Wednesday films:  Peter Brooks Hamlet with Adrian Lester;  Almareyda's Hamlet

Week Nine:  Hamlet

Wednesday films: Kurasawa's The Bad Sleep Well; Mel Gibson's Hamlet

Week Eight: Tis Pity She's a Whore; Hamlet

Wednesday films: Rosencrantz and Guildenstern are Dead; Tis Pity She's a Whore 

Week Seven: Othello

Wednesday films:  Parker's Othello with Fishburn as Othello; Otello, the opera

Week Six:  Measure for Measure 

Wednesday evening film:  Measure for Measure, BBC version. 

Readings: Pamela Jensen, "Vienna Vice: Invisible Leadership and Deep Politics in Shakespeare's Measure for Measure" on e reserves and Carol Rutter, Clamorous Voices: Chapter 2 "Isabella: Virtue Betrayed" also on e reserves. Please buy and read the introduction for the New Cambridge edition of the play edited by Brian Gibbons.

Week Five: Merchant of Venice

Wednesday afternoon film: Merchant of Venice directed by Trevor Nunn Wednesday evening film: Merchant of Venice with Al Pacino as Shylock.

Week Four: Troilus and Cressida
Wednesday evening film: Troilus and Cressida (BBC) No afternoon film; Instead individual conferences to be held Tuesday and Wednesday. Make an appointment with your faculty on Monday.

Week Three: Much Ado About Nothing
Wednesday evening film: Much Ado About Nothing (1993) Directed by Kenneth Branagh


Over the course of four centuries, Shakespeare has become an icon of civilization, not only in England or the English-speaking world but in cultures spread over the entire globe. His plays have undergone myriad interpretations, they have been politicized, parodied, turned into opera and ballet and musical comedy. Exploring the totality of the ways in which the world has played with Shakespeare is impossible, but it will be fun to make a beginning.
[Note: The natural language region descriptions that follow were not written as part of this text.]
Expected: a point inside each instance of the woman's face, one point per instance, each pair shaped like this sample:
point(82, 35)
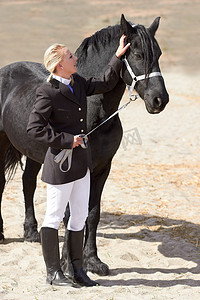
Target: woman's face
point(68, 63)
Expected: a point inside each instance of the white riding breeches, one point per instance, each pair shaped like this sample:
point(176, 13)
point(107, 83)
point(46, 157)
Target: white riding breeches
point(58, 196)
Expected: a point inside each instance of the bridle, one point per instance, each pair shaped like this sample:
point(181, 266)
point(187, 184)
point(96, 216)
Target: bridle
point(136, 78)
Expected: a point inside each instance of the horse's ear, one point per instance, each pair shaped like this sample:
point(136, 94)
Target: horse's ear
point(154, 26)
point(125, 26)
This full-time, Spring Quarter program is open to all students, who want to throw themselves into an intense, but playful, study of Shakespeare. Check out the description; this might be just the program for you.

The program will be taught by Nancy Taylor, who taught in humanities programs at the college since its opening, and Fritz Levy, who taught Early Modern history at the University of Washington for many years. Both are Shakespeare enthusiasts, coming back to the college specifically to teach this program.